Wallace moved to his binder, flipped pages, and bent to make a note. Kate moved close enough to see what he had printed:
Surveillance photo F19; turned over to Inspector A. Hawkin, 2/6/04; 15:22 hours.

She felt as if he expected them to salute him as they left.

 

EIGHTEEN

I
’ve got to run if I’m going to catch Jeannine Cartfield,” she said to Hawkin.

“I think I’ll head back to the Detail,” he said, “see if I can track down this guy next door. I’ll drop you by the Ferry Building on the way. Or would you rather get your car?”

“No, I’m fine getting back. But how can you fit a neighbor into this?”

“Can’t, yet. But it’s a hole that needs filling, and you never know. He might be a paroled forger who did work for Gilbert—”

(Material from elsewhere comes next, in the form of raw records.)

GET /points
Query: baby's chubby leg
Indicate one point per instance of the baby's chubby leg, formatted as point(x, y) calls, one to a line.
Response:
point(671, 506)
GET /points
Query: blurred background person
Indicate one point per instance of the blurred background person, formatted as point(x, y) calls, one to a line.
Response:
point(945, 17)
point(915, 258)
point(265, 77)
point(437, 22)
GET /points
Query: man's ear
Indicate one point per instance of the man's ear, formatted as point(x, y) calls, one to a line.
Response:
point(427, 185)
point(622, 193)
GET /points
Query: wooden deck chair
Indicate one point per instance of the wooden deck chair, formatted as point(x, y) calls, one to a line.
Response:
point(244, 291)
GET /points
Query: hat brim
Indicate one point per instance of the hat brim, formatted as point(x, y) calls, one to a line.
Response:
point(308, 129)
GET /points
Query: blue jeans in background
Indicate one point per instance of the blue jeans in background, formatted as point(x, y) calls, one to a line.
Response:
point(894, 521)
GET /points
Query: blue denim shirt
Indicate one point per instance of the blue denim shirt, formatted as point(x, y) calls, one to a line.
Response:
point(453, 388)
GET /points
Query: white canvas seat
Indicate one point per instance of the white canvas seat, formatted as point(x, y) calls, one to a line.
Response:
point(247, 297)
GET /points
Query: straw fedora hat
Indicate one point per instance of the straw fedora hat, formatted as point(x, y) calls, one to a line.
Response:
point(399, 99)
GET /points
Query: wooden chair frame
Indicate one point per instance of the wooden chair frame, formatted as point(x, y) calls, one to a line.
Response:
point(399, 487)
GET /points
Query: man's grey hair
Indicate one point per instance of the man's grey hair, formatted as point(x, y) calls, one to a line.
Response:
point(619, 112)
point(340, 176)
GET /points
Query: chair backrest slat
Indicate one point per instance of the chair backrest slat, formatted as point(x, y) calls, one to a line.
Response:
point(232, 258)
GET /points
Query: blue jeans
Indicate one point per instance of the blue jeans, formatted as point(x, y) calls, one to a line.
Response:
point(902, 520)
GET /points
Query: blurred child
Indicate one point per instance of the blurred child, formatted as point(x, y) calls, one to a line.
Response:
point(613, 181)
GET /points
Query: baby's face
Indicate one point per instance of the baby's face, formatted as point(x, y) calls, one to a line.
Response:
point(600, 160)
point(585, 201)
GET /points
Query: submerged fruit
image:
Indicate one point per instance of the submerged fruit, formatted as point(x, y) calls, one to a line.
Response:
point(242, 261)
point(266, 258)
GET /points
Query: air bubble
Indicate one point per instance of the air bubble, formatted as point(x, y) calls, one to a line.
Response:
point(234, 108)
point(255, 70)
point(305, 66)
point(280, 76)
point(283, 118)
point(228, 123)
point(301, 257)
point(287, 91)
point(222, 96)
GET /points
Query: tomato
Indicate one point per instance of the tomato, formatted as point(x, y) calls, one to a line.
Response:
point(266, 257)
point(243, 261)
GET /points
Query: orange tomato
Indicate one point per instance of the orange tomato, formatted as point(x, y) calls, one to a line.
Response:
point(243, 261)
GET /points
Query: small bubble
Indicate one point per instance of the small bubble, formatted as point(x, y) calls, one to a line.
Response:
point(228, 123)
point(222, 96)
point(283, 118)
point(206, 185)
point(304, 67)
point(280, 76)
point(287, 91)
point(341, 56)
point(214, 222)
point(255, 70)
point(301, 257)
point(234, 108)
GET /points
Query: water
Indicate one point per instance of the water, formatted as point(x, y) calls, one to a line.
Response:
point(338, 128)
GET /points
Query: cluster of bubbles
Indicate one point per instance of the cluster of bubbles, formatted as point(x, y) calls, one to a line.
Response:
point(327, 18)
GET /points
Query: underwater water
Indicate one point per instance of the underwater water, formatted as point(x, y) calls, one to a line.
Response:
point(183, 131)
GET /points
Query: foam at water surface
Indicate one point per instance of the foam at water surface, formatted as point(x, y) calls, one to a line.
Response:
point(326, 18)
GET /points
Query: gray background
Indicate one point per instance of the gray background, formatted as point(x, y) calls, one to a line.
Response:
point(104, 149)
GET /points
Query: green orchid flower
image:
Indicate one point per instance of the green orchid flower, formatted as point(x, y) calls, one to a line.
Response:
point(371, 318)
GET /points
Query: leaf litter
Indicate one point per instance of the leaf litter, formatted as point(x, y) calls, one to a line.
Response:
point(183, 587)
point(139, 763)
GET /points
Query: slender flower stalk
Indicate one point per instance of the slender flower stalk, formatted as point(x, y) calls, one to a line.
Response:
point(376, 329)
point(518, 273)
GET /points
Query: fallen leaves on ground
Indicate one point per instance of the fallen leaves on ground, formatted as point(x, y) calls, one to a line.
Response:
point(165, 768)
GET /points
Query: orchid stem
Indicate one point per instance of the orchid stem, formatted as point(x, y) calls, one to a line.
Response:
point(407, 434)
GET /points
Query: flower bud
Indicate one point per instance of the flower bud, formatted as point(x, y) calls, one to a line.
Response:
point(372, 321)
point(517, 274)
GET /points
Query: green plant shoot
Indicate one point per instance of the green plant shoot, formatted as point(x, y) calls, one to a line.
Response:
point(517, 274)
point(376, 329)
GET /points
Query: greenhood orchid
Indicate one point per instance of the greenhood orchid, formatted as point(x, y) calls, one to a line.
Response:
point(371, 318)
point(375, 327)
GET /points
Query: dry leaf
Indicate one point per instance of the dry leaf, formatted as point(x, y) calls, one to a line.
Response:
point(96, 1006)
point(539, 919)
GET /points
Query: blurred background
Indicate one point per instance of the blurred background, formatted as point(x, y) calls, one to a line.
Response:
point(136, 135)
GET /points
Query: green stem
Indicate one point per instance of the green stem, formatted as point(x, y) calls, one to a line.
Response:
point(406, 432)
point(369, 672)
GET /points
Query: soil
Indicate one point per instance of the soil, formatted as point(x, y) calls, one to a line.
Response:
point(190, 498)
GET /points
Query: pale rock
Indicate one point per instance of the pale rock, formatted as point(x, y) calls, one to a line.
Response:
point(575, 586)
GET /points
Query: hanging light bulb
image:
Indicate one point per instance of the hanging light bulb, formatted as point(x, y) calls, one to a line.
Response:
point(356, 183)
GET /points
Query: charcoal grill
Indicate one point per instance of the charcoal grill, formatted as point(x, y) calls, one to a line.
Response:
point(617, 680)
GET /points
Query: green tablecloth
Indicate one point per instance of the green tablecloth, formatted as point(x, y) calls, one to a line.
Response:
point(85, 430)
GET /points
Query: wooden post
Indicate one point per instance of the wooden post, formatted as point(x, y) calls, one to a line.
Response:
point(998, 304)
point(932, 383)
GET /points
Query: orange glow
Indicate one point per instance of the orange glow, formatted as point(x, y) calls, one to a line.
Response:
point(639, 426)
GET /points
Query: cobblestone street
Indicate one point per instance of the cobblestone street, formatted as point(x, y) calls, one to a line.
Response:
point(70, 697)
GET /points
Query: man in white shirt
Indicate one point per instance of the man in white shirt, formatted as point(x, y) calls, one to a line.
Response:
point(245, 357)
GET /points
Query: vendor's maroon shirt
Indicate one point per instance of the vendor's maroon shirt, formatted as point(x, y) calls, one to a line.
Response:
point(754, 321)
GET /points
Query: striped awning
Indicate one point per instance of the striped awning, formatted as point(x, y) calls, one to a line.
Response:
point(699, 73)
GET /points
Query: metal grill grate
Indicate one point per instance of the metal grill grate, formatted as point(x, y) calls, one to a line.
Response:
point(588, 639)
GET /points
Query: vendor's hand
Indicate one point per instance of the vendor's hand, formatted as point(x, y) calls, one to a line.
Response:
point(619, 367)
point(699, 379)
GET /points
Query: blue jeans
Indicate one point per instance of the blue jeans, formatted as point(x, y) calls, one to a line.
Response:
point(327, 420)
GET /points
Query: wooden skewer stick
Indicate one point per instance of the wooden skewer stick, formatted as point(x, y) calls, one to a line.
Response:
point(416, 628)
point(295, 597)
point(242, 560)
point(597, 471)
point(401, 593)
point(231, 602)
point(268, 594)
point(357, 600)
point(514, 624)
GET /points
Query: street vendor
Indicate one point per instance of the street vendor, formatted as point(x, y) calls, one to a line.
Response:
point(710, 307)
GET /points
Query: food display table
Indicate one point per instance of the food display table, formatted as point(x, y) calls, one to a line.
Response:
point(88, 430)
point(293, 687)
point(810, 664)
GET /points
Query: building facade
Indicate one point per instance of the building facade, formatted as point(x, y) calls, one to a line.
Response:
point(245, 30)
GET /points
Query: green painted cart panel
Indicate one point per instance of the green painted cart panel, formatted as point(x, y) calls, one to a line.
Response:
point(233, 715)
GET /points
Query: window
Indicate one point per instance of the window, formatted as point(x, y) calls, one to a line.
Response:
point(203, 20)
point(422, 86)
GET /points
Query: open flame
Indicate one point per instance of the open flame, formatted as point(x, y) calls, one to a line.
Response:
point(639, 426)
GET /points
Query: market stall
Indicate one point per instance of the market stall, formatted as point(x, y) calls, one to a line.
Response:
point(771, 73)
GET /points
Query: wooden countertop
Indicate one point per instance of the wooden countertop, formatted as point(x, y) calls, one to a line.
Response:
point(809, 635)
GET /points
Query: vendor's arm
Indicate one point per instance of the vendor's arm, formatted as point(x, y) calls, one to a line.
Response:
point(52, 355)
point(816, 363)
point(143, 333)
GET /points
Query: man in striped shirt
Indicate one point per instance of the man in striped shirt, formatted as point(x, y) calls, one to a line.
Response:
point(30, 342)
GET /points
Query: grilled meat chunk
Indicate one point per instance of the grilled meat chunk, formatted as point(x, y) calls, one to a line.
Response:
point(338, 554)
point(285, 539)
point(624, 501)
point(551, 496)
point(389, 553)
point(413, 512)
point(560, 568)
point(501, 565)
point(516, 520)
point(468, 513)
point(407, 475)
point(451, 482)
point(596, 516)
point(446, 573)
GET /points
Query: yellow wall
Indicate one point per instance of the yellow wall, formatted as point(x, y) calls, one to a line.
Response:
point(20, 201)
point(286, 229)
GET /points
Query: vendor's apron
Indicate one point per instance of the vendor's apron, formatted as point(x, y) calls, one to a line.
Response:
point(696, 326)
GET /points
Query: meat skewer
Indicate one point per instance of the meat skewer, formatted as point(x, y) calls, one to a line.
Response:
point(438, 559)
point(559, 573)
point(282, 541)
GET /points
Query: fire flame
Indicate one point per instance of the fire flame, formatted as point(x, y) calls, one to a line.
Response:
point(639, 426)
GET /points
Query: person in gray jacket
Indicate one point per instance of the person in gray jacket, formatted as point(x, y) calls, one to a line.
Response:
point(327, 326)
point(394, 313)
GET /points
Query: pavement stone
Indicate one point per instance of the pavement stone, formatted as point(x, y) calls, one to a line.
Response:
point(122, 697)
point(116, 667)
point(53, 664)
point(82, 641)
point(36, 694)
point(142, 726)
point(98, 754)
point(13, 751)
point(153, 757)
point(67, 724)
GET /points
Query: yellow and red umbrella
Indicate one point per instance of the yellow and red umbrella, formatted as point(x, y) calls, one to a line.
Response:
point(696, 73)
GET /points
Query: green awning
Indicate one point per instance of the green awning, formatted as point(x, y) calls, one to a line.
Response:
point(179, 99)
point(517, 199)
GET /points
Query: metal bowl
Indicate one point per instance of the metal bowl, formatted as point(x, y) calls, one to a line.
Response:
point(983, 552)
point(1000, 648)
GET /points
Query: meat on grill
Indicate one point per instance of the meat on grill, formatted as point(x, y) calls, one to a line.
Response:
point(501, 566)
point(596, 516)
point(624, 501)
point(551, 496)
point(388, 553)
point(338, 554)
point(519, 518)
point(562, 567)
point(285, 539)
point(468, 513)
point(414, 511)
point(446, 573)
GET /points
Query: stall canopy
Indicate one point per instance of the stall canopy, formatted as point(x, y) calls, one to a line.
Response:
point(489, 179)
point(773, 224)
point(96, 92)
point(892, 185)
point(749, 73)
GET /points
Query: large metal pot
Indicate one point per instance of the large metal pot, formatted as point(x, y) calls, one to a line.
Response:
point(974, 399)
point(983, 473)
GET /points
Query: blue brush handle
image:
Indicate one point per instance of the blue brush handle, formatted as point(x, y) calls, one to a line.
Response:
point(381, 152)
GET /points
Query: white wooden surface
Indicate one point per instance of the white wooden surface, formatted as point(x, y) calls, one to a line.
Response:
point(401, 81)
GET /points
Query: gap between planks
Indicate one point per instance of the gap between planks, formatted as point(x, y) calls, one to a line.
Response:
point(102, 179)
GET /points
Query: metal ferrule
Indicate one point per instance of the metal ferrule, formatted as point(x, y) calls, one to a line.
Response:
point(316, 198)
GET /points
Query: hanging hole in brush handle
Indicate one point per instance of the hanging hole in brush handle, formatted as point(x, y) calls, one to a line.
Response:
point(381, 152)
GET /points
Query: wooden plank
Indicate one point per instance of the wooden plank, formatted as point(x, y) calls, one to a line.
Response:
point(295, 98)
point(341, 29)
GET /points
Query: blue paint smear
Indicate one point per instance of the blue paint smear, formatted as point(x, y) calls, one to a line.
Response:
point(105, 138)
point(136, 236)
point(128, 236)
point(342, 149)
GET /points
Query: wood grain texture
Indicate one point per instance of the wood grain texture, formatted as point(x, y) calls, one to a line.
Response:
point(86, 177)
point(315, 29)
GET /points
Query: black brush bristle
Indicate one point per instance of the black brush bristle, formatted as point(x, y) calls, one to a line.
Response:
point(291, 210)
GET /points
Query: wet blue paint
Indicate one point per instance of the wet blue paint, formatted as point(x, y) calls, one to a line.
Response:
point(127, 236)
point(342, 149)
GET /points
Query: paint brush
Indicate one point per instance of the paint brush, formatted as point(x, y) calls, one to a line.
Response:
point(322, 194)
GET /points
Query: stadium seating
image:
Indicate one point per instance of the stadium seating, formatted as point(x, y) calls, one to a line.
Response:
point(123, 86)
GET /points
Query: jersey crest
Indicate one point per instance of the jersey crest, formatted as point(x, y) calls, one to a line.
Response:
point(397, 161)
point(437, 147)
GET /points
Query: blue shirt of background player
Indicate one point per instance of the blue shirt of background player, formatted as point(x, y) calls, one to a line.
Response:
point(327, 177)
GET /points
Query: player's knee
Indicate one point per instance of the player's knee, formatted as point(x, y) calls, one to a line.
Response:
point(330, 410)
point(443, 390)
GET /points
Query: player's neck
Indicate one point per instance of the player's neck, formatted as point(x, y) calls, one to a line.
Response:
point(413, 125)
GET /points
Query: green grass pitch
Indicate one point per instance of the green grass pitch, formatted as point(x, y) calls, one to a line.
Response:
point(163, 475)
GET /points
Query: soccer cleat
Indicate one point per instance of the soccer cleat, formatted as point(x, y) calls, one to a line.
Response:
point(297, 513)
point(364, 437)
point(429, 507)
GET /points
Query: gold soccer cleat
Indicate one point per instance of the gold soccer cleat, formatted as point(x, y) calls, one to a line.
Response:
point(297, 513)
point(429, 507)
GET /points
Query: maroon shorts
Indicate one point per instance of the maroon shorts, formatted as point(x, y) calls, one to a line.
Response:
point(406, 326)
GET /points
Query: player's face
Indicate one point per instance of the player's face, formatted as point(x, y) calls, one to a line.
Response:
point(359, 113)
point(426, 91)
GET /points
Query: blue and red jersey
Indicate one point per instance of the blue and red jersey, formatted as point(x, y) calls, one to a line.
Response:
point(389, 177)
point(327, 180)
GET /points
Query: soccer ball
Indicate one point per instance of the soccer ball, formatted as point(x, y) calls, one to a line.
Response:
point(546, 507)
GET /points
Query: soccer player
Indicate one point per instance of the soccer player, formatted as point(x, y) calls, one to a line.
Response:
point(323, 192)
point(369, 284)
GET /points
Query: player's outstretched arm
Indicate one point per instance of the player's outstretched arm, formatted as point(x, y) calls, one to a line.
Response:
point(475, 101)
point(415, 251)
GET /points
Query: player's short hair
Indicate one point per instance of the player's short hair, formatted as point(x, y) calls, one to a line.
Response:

“Yeah, right,” she said dryly.

“Or a home invasion.”

She didn’t take his suggestion at all seriously. As they drove, she chewed on the problem. After a while, she said, “It’s all about the dump site.”

“Yep.”

“There’s no gaping alibis, just the usual problems, and so far we’ve caught no one out in a lie. Nobody admits to knowing about the story, but somebody used it for the disposal.”

“Nicholson knew.”

“Nicholson was two hundred fifty miles away the night the body had to have been left, reading the damned story in his motel room. I checked. Even if he had a Ferrari and collected speeding tickets all the way, the return trip back to San Francisco would have taken him eight or nine hours. I think Gilbert gave someone else a copy.”

“Rutland?”

“Either him, or Jeannine Cartfield. And I know I said it wasn’t likely to be a woman, but she’s a strong woman, and she has an air of…determination about her.”

“Determination.”

“You know what I mean. But look: Gilbert made three phone calls on Friday morning, to Rutland, Nicholson, and Cartfield. And the next day, Gilbert was in a rush to get the story to Nicholson before Nicholson took off for Seattle.”

“That’s right.”

“What if someone else got ahold of the manuscript? What if Gilbert discovered that a copy was missing, or that someone had broken in and read the thing? If he wanted to control the publicity, he’d be in a panic because the news was about to break without him.”

“But it hasn’t broken,” Al pointed out.